You’ll have to raise the light as the seedlings start to grow and stretch towards it. The only thing you need to do is make sure they are watered, and raise the grow lights as the plant grows up and reaches for it. Having a timer makes it very “hands-off” and simple.

Old School Watering

Moisture

The seeds need to be kept moist. In fact, as soon as you lightly cover the seeds with potting mix or perlite, they need to be watered well. Don’t use a hose or watering can that would really splash the water on them hard. With seeds that small, there is a strong chance you’ll washing them away, or rinsing their covering off. Not good. I like to use a misting bottle.

I just spritz the water over the seed trays with water from a misting bottle. The first “misting” should water the mix in the seed tray completely through. You might have to spray a little more often since you’ll be applying only small amounts of water within the mist, but you won’t be disturbing the seed in the tray. It is busy trying to germinate and doesn’t need the extra stress of too much water.

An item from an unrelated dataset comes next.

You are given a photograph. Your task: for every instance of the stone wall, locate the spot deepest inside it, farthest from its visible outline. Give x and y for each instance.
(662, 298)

If you have a watering can or hose sprayer that is very, very gentle, you might get away with using that. But it needs to be a gentle amount of water over the seed trays. Don’t wash away the seeds before they can start the germination process.

Starting My Seeds

Many times, I water from “underneath”. In other words, the tray I’m planting in has holes in the bottom and I have that tray (the seed tray) sitting in a larger tray or tub that has a little water in it.

The holes in the seed tray allow water to weep up into the potting mix and keep the potting material moist. I’m careful that I don’t just leave the seed tray sitting in water all the time. The bottom tray (water tray) doesn’t need to be full, just have a ½ inch of water in it. That should be plenty to ‘wick’ the water up into the seed tray.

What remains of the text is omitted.